Bush’s Useful Idiots
Date: Tuesday, November 21 2006
Tony Judt on the Strange Death of Liberal America, from the London Review of Books
Why have American liberals acquiesced in President Bush’s catastrophic foreign policy? Why have they so little to say about Iraq, about Lebanon, or about reports of a planned attack on Iran? Why has the administration’s sustained attack on civil liberties and international law aroused so little opposition or anger from those who used to care most about these things? Why, in short, has the liberal intelligentsia of the United States in recent years kept its head safely below the parapet?

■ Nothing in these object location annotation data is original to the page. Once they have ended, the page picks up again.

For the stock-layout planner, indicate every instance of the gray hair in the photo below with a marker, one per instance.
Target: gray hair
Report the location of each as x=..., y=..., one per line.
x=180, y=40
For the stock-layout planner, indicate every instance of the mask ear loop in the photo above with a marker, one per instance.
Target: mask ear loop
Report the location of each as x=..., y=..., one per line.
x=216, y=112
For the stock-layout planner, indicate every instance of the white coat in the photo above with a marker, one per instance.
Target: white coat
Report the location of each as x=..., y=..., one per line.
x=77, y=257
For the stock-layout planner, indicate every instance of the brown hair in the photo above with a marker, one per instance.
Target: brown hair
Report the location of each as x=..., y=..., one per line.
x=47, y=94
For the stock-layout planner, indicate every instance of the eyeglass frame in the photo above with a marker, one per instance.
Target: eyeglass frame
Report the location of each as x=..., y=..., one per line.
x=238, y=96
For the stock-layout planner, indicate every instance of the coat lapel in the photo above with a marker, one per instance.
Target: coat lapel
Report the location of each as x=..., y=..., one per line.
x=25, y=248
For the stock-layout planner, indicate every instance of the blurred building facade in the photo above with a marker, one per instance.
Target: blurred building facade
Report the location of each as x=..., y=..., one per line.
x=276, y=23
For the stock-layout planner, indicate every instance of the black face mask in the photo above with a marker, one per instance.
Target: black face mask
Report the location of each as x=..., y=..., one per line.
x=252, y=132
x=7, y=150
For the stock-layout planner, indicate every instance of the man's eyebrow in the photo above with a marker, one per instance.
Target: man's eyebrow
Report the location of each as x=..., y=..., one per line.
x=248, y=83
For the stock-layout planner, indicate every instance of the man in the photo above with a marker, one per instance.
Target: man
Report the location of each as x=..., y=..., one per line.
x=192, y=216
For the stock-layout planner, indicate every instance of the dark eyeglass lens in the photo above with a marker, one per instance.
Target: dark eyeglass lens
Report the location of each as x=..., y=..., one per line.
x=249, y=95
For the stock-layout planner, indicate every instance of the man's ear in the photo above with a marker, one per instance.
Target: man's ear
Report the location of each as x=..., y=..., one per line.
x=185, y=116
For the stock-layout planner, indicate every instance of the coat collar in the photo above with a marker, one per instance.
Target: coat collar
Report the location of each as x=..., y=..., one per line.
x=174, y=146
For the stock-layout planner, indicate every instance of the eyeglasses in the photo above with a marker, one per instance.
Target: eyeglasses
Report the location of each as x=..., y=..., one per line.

It wasn’t always so. On 26 October 1988, the New York Times carried a full-page advertisement for liberalism. Headed ‘A Reaffirmation of Principle’, it openly rebuked Ronald Reagan for deriding ‘the dreaded L-word’ and treating ‘liberals’ and ‘liberalism’ as terms of opprobrium. Liberal principles, the text affirmed, are ‘timeless. Extremists of the right and of the left have long attacked liberalism as their greatest enemy. In our own time liberal democracies have been crushed by such extremists. Against any encouragement of this tendency in our own country, intentional or not, we feel obliged to speak out.’
The advertisement was signed by 63 prominent intellectuals, writers and businessmen: among them Daniel Bell, J.K. Galbraith, Felix Rohatyn, Arthur Schlesinger Jr, Irving Howe and Eudora Welty. These and other signatories – the economist Kenneth Arrow, the poet Robert Penn Warren – were the critical intellectual core, the steady moral centre of American public life. But who, now, would sign such a protest? Liberalism in the United States today is the politics that dares not speak its name. And those who style themselves ‘liberal intellectuals’ are otherwise engaged. As befits the new Gilded Age, in which the pay ratio of an American CEO to that of a skilled worker is 412:1 and a corrupted Congress is awash in lobbies and favours, the place of the liberal intellectual has been largely taken over by an admirable cohort of ‘muck-raking’ investigative journalists – Seymour Hersh, Michael Massing and Mark Danner, writing in the New Yorker and the New York Review of Books.